In its attempt to convince us that certification for residential real property practitioners should be stopped, the Aug. 13th Advice of Counsel column (“Certification Bid Must End”) perpetuates a number of old misunderstandings about the program and creates a few new ones.

It starts out with the proposition that “no external force is pushing this certification … .” Yet there is an obvious one. It’s the growing trend away from using lawyers in residential real estate transactions. The column itself reminds us that, in most states, attorneys are not even involved in closings. And Connecticut practitioners know about the impact of “witness only” and “notary” closings. They are bad for lawyers, but worse, they are bad for clients, who do not get the benefit of representation.

Certification is a strong response to that trend because, by adopting standards of knowledge, continuing education and ethics, we demonstrate that we, as Connecticut real estate lawyers, are serious about adding value to the process and about protecting our clients.

The Advice of Counsel column points out that no scandal has arisen which would have been prevented by a certification program. Should scandal be the prerequisite for action? Prevention is the more forward-looking approach. Our image has been sufficiently damaged by repeated stories of defalcations and other fraud. After another scandal, it might be too late.

As any practitioner of residential real estate is likely to tell you, that area of practice has become increasingly complicated. Ask any attorney fresh out of law school and the bar exam if he or she feels competent in doing this work, and, contrary to the column’s assertion, I doubt you’ll get yes for an answer.

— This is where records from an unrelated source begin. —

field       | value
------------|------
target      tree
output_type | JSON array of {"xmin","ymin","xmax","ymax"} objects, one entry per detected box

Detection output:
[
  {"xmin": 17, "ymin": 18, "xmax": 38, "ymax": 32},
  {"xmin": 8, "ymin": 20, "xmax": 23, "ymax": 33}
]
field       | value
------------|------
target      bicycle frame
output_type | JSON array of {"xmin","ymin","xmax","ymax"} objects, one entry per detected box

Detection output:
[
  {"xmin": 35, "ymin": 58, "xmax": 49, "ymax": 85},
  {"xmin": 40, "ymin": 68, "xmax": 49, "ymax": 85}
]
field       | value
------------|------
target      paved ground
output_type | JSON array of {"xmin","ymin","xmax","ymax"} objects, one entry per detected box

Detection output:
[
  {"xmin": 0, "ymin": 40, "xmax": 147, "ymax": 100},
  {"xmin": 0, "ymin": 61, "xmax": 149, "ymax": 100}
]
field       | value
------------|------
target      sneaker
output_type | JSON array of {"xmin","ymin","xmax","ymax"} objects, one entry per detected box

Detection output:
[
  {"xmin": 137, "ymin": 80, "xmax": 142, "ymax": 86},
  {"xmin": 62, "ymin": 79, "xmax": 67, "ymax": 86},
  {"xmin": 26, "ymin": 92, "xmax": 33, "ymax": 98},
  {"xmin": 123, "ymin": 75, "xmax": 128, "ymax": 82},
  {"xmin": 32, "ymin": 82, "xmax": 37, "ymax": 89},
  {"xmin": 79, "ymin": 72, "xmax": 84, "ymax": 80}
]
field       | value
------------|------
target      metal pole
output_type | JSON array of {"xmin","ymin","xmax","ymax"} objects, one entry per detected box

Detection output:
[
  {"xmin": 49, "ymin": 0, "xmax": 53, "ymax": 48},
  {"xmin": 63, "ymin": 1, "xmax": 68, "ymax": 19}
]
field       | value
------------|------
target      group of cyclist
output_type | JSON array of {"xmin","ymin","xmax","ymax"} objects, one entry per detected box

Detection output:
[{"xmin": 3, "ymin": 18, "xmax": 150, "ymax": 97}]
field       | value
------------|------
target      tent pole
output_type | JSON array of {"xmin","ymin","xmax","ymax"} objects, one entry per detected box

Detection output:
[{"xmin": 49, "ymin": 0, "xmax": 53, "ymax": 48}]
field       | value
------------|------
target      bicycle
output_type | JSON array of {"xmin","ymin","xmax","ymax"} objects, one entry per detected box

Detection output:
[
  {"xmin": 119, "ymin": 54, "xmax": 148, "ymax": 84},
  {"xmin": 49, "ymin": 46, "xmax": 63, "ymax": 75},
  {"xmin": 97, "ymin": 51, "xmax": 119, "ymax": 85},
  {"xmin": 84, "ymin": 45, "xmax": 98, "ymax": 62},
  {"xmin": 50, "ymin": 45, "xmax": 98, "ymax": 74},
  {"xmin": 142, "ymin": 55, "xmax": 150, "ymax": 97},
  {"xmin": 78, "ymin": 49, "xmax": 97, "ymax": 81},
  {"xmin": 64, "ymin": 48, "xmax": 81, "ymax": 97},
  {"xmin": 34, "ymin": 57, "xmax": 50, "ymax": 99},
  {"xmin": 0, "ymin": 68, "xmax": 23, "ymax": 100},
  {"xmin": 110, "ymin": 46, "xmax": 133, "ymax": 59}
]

Our proposed program, which can be reviewed at the Connecticut Bar Association’s web site ( Real Property Rules.pdf), is broad. It does not require applicants to spend all or most of their time on residential real estate. Those who devote as little as 25 percent of their practice to the area will qualify. Even part-time practitioners are included.

There is no basis for any of the speculation that this program will “keep attorneys from practicing …” or that lenders will use it to exclude non-certified attorneys. Not only will it take years until the number of certified attorneys becomes significant, but there is no indication that this is occurring in other jurisdictions that have adopted certification for real estate practice, such as Texas or Minnesota.

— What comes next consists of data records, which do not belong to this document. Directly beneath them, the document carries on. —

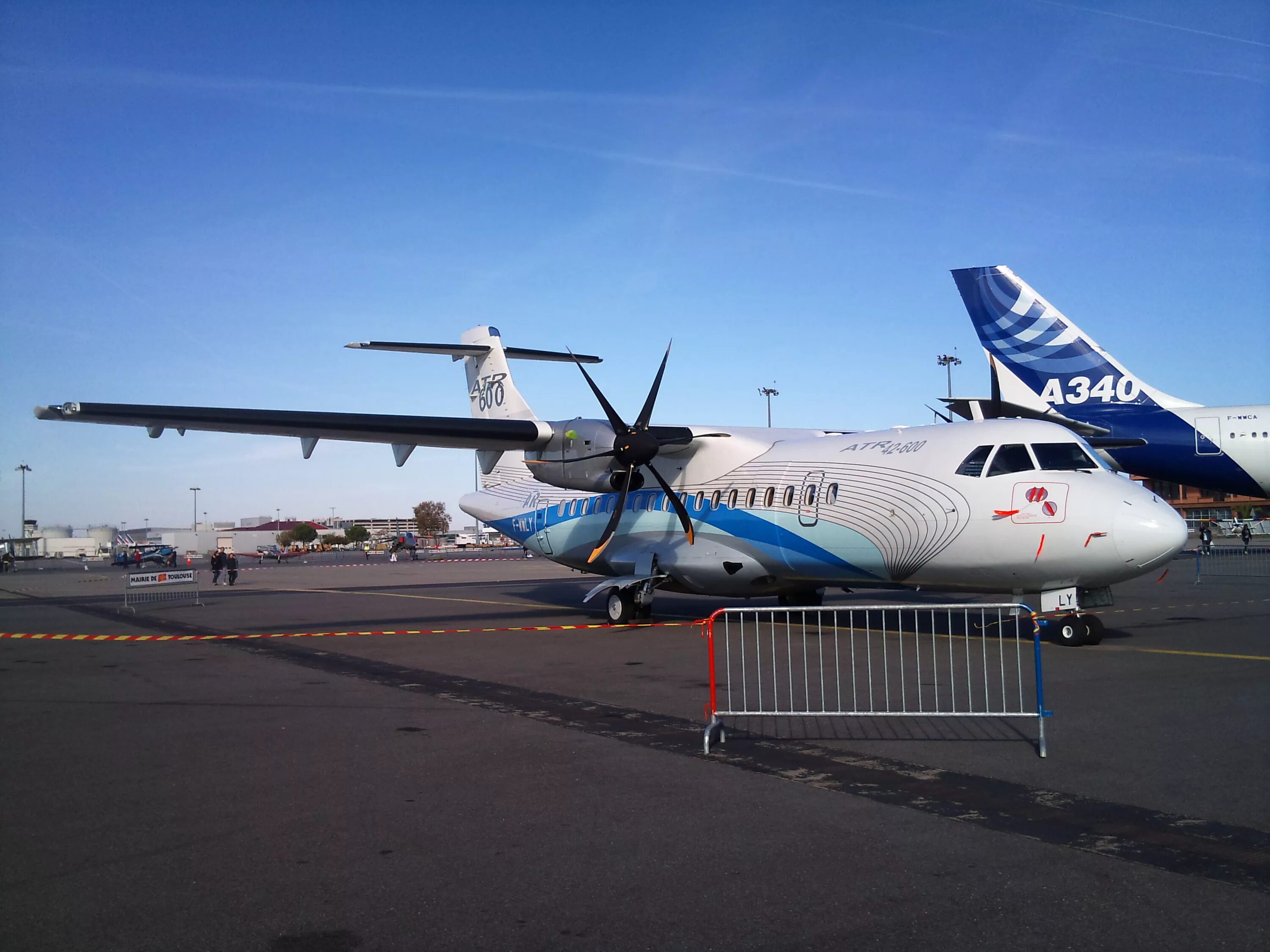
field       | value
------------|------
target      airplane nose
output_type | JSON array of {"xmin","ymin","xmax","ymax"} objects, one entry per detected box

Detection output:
[{"xmin": 1111, "ymin": 496, "xmax": 1186, "ymax": 569}]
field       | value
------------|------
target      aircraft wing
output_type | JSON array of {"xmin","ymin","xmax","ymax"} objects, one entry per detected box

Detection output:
[{"xmin": 36, "ymin": 404, "xmax": 551, "ymax": 466}]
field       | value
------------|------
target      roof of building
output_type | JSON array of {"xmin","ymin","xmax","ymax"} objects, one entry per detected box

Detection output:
[{"xmin": 225, "ymin": 519, "xmax": 331, "ymax": 532}]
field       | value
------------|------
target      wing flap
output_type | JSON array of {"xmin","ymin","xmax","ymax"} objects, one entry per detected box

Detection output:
[{"xmin": 36, "ymin": 404, "xmax": 551, "ymax": 449}]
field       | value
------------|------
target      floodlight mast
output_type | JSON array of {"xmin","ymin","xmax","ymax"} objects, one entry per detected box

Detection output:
[
  {"xmin": 13, "ymin": 463, "xmax": 30, "ymax": 538},
  {"xmin": 935, "ymin": 358, "xmax": 961, "ymax": 400},
  {"xmin": 758, "ymin": 381, "xmax": 781, "ymax": 429}
]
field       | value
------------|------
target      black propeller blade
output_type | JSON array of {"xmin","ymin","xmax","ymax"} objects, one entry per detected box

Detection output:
[{"xmin": 569, "ymin": 341, "xmax": 693, "ymax": 562}]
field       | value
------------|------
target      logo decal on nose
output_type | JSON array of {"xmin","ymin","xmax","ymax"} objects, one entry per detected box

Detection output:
[{"xmin": 1010, "ymin": 482, "xmax": 1069, "ymax": 524}]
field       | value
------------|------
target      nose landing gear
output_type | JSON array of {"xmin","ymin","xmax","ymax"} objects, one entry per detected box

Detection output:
[{"xmin": 1046, "ymin": 612, "xmax": 1102, "ymax": 647}]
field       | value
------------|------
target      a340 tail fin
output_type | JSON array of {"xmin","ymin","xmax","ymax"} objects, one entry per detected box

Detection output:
[{"xmin": 952, "ymin": 265, "xmax": 1198, "ymax": 419}]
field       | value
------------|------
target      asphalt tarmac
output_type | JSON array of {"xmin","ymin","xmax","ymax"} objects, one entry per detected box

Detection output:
[{"xmin": 0, "ymin": 553, "xmax": 1270, "ymax": 952}]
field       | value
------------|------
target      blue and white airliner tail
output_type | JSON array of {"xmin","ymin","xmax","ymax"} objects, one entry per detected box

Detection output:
[{"xmin": 952, "ymin": 265, "xmax": 1270, "ymax": 496}]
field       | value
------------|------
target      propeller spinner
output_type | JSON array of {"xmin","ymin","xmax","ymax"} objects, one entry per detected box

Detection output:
[{"xmin": 570, "ymin": 341, "xmax": 692, "ymax": 562}]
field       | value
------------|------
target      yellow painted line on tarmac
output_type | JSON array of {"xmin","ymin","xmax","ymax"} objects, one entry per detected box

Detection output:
[
  {"xmin": 0, "ymin": 618, "xmax": 701, "ymax": 641},
  {"xmin": 1101, "ymin": 645, "xmax": 1270, "ymax": 661}
]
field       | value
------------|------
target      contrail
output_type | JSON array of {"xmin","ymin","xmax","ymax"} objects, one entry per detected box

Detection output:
[
  {"xmin": 508, "ymin": 140, "xmax": 899, "ymax": 198},
  {"xmin": 0, "ymin": 65, "xmax": 725, "ymax": 109},
  {"xmin": 1033, "ymin": 0, "xmax": 1270, "ymax": 50}
]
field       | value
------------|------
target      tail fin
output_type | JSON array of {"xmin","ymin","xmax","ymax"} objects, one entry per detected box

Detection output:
[
  {"xmin": 455, "ymin": 325, "xmax": 537, "ymax": 490},
  {"xmin": 460, "ymin": 326, "xmax": 537, "ymax": 420},
  {"xmin": 952, "ymin": 265, "xmax": 1198, "ymax": 418}
]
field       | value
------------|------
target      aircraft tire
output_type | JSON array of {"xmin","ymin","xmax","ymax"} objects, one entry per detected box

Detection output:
[
  {"xmin": 1081, "ymin": 614, "xmax": 1105, "ymax": 645},
  {"xmin": 605, "ymin": 589, "xmax": 635, "ymax": 625},
  {"xmin": 1053, "ymin": 614, "xmax": 1090, "ymax": 647}
]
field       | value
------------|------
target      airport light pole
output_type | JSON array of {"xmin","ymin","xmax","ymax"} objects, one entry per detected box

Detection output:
[
  {"xmin": 13, "ymin": 463, "xmax": 30, "ymax": 538},
  {"xmin": 935, "ymin": 348, "xmax": 961, "ymax": 400},
  {"xmin": 758, "ymin": 381, "xmax": 781, "ymax": 428}
]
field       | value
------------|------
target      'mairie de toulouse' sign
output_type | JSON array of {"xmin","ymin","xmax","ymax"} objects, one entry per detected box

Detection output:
[{"xmin": 128, "ymin": 569, "xmax": 194, "ymax": 589}]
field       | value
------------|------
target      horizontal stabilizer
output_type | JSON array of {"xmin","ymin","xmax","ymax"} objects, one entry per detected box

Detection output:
[
  {"xmin": 344, "ymin": 340, "xmax": 602, "ymax": 363},
  {"xmin": 36, "ymin": 404, "xmax": 551, "ymax": 457}
]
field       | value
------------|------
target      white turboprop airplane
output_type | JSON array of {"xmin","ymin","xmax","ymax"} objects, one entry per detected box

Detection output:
[{"xmin": 36, "ymin": 327, "xmax": 1186, "ymax": 644}]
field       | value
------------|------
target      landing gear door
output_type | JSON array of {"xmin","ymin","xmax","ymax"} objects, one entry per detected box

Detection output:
[
  {"xmin": 1195, "ymin": 416, "xmax": 1222, "ymax": 456},
  {"xmin": 533, "ymin": 505, "xmax": 551, "ymax": 555},
  {"xmin": 798, "ymin": 472, "xmax": 824, "ymax": 526}
]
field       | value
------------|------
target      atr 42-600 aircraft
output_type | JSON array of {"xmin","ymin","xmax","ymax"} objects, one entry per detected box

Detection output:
[
  {"xmin": 947, "ymin": 267, "xmax": 1270, "ymax": 496},
  {"xmin": 36, "ymin": 327, "xmax": 1186, "ymax": 644}
]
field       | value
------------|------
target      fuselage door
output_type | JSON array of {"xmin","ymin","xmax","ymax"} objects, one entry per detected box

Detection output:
[
  {"xmin": 533, "ymin": 505, "xmax": 551, "ymax": 555},
  {"xmin": 798, "ymin": 471, "xmax": 824, "ymax": 526},
  {"xmin": 1195, "ymin": 416, "xmax": 1222, "ymax": 456}
]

Instead of being frozen by such fears, we should be taking positive steps. Certification is not a cure all, but it will enhance our practice in numerous ways. Whether or not lawyers participate in the program, they will benefit from the growing number of CLE programs which the CBA, the title insurance companies and private companies will provide.

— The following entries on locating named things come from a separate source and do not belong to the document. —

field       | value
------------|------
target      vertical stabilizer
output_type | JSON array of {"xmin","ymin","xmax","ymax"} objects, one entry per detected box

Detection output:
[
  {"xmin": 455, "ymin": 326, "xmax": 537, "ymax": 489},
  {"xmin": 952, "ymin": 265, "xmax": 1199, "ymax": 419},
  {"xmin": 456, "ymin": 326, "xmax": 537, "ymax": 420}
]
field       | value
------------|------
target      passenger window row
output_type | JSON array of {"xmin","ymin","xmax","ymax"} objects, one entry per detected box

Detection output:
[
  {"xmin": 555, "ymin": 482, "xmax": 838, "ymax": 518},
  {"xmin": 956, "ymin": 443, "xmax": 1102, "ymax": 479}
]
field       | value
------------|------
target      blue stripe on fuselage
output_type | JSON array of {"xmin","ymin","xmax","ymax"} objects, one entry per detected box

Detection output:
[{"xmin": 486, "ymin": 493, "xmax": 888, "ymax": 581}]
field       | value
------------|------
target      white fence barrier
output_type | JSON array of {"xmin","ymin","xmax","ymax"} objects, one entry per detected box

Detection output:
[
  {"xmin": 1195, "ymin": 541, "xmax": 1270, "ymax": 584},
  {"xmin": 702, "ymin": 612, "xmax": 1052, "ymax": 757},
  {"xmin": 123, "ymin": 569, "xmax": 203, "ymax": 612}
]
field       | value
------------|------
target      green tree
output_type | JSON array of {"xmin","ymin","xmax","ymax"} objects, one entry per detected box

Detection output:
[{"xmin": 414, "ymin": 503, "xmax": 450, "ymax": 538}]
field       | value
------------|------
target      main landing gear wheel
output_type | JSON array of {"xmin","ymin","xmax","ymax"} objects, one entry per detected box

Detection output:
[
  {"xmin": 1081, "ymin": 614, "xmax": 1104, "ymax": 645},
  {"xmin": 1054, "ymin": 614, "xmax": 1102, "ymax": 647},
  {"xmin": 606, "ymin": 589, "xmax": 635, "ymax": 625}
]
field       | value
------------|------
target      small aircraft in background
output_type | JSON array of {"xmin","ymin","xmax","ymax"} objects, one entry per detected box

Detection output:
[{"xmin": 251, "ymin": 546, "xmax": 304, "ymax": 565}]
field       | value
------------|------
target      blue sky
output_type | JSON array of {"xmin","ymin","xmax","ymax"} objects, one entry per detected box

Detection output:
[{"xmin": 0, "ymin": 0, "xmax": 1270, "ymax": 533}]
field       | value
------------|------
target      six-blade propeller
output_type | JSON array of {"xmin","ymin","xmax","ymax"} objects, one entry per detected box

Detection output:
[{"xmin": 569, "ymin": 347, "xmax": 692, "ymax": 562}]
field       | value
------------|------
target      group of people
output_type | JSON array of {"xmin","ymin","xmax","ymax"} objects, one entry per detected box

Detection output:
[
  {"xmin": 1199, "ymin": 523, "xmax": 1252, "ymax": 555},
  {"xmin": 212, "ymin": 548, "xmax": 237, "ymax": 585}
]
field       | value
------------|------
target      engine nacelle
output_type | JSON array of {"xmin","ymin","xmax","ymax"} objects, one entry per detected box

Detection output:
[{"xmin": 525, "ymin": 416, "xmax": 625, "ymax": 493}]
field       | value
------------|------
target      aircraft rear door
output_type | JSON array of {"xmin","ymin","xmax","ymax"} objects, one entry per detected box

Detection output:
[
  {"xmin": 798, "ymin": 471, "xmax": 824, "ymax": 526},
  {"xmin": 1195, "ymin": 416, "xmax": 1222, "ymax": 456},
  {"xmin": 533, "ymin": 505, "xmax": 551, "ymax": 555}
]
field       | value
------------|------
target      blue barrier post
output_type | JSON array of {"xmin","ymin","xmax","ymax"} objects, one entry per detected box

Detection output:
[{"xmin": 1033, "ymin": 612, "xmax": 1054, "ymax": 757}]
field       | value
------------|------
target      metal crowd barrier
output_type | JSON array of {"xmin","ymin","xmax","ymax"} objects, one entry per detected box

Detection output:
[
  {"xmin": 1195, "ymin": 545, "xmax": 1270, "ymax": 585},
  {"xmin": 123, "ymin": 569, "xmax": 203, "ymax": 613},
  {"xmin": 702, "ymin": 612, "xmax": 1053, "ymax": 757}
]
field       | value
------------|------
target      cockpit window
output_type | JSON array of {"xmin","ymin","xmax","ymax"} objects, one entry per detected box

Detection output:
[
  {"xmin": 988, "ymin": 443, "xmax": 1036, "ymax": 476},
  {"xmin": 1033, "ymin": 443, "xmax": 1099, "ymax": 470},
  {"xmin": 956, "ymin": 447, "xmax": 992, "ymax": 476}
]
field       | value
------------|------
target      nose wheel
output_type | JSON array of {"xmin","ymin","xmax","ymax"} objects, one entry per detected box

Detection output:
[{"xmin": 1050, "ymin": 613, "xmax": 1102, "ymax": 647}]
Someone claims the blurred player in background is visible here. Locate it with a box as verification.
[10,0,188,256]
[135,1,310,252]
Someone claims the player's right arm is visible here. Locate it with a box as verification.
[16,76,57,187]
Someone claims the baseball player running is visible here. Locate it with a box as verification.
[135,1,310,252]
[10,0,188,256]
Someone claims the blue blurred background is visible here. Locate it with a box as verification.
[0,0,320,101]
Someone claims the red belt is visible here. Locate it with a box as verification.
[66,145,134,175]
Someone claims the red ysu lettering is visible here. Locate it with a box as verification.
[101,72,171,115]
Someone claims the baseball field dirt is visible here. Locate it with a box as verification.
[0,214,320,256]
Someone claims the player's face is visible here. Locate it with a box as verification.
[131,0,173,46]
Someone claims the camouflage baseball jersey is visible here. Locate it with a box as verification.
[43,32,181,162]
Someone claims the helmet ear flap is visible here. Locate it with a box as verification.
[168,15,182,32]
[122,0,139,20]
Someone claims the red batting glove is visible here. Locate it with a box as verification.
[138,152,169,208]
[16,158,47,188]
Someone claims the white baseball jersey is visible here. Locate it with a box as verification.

If we do a good job of informing the public of our efforts, consumers, lenders and the general public will have renewed confidence in our dedication to provide them with a critically important service. And clients will benefit in two ways: The greater likelihood that they will have lawyers to turn to for their Connecticut transactions, and the fact that those lawyers will be better educated and more competent than ever.

Edward M. Rosenblatt, Esq.


Editor’s note: Attorney Rosenblatt chairs CBA Real Property Section’s Subcommittee on Certification.